Tuesday, November 9, 2010

Anthem

I am sort of interviewing Teaching Artists in my spare time, to find out what they think about our craft and our professional identity as TAs. Here is the start of an interview I conducted over lunch with Anthem Salgado, a leading Bay Area Teaching Artist. It has been lightly edited, because sometimes we stopped interviewing to talk about food and whatnot.

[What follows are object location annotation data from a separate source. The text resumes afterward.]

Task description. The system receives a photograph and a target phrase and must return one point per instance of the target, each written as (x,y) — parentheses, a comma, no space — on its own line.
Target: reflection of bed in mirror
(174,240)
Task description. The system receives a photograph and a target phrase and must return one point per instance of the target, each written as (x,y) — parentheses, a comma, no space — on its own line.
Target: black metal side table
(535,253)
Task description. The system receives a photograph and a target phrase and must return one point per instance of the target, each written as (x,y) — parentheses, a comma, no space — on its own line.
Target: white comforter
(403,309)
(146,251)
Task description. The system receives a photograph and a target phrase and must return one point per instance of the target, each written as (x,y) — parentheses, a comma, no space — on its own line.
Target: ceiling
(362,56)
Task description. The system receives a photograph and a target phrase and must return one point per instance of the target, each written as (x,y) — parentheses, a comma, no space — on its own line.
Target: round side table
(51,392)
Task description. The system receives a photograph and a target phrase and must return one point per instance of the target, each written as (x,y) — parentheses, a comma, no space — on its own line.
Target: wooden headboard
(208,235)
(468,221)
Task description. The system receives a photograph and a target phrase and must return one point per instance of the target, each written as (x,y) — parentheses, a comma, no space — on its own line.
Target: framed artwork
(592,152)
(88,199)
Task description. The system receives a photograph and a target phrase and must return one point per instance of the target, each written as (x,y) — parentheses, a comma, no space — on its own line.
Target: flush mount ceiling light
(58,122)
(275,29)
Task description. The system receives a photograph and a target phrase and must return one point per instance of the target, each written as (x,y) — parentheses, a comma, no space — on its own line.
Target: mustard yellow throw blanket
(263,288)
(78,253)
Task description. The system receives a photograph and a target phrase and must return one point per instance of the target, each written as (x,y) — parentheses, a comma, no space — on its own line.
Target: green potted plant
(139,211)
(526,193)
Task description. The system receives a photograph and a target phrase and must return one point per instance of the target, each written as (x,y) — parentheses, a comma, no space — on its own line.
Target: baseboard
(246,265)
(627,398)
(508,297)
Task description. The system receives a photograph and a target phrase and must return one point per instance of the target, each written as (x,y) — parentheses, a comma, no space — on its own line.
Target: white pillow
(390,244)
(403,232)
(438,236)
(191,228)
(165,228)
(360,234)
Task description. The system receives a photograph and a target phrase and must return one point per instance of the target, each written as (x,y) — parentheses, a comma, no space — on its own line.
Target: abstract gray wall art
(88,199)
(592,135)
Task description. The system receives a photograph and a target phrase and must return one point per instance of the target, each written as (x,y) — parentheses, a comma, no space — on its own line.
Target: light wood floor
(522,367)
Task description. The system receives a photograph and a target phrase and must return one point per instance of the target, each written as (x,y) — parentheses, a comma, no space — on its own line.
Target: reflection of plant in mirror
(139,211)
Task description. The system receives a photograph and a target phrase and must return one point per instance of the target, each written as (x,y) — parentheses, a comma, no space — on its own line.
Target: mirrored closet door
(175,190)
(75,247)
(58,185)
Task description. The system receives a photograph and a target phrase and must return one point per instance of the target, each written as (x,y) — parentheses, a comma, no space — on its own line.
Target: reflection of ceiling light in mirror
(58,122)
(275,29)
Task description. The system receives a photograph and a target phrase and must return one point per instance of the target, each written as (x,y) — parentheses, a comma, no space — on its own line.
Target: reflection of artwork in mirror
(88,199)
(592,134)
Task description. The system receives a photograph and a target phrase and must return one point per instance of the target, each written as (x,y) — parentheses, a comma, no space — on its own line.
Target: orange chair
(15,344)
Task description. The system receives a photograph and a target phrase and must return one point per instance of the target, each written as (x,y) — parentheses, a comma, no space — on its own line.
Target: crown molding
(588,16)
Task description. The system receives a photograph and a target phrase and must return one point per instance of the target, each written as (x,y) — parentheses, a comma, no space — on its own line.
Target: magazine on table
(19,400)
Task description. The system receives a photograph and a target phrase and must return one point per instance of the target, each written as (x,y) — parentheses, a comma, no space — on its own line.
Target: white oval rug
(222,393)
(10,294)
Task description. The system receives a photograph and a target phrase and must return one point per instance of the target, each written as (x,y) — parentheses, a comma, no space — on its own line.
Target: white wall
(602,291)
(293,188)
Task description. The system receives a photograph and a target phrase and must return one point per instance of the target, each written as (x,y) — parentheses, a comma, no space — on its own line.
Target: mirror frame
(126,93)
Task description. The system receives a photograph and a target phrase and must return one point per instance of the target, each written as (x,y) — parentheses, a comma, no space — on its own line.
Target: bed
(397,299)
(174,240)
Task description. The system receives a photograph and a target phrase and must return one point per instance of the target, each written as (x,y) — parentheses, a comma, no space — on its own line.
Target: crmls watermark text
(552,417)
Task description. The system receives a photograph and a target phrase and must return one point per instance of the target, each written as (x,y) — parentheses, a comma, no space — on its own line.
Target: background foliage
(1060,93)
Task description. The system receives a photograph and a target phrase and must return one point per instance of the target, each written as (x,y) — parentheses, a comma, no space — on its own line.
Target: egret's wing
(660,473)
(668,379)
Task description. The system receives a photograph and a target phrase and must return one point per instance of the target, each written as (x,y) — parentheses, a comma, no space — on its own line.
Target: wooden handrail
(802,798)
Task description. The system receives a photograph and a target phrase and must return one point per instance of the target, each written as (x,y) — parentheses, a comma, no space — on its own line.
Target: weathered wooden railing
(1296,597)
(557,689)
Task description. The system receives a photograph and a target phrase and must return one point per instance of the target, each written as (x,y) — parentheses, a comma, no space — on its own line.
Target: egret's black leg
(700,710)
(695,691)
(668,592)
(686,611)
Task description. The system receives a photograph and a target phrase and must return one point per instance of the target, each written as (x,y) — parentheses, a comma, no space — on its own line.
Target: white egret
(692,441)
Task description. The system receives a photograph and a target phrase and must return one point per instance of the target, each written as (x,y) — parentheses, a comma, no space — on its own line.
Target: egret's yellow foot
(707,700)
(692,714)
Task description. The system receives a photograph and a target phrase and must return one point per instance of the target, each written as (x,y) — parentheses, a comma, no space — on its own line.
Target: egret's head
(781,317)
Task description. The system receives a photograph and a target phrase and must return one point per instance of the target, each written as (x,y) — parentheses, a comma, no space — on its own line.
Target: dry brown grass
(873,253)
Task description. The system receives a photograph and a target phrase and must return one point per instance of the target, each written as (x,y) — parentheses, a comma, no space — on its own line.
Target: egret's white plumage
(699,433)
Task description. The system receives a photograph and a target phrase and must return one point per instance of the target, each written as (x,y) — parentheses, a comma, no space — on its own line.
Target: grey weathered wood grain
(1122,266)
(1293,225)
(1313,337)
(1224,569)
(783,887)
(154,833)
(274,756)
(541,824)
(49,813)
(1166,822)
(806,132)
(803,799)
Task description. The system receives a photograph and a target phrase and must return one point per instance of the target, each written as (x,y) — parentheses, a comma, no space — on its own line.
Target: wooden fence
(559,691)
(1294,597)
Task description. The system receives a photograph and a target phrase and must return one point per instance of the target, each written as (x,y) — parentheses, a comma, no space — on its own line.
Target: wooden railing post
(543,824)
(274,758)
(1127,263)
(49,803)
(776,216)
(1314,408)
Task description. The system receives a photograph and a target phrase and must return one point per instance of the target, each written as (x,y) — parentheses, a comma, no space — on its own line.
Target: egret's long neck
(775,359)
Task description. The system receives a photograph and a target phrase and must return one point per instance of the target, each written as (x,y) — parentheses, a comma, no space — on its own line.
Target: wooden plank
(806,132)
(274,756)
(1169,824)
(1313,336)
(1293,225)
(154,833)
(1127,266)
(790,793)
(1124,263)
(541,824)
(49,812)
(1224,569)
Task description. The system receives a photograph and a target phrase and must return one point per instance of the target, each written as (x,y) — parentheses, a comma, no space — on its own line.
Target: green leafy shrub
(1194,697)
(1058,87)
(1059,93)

INTERVIEW W/ TEACHING ARTIST ANTHEM SALGADO

Q: How long have you been a TA?
A: On and off for about…oh my gosh, well if you count like the very first workshop I ever gave, I dunno, eleven years?
Q: How long have you considered yourself a professional teaching artist then? Is that different?
A: Well, it’s still on and off. I started getting paid gigs...even back then it's inconsistent. Probably the most consistent, when I started getting consistent work, was maybe five or six years ago? Even then that wasn't all the time consistent. It was just more regular than it ever had been up to that point.
Q: Is there a kind of a line between being a kind of sometime teaching artist and a professional, like “now, I’m a professional?”
A: (Nods) Like, yeah. “Now, I'm doing this pretty frequently…designing classes, you know, I’m having a style that I'm working towards, I have a methodology, a philosophy?” Yeah, then maybe that would be about five years ago I would have started conjuring those ideas more deeply.
Q: What makes a professional teaching artist?
A: I think…(laughs) well, uh, it's such a huge question. There are so many ways to answer it. I think number one is there's gotta be training.... I think training is a big part of it, because I feel like, even when I started giving workshops it took me a while to figure out how to do them properly…to develop your sort of like teacher persona. And that's something that you get with experience and training. I think you gotta have, like any organization or any person doing anything, you gotta have a commitment to certain values, which drives the whole project forward. And those are the kinds of…when you really check in with your values that's how you find out how you're going to teach certain skills, why you're teaching certain skills, what benefit you see your students getting. And those all come from what you value.
Like, I value the narrative…empowering people. So for me, I'm really interested in teaching people basic storytelling skills. And a lot of people ask me technical questions about theater or acting, but I think ultimately, and I say this all the time, you can get technical skills all kinds of different places. But my personal emphasis as a teaching artist, for performance, is I want people to really get to a place where they can connect as humans with themselves, with the audience, with their fellow scene partners. And when we have that human connection, then they can do all the more technical study after that. But for me, because I know that's what I value as a person, that's what I emphasize in my teaching, you know…for example. (laughs)

Thus ended the lunch. Thanks to Anthem for being so generous as to share. I will post more interviews, or something else, soon, or at some point.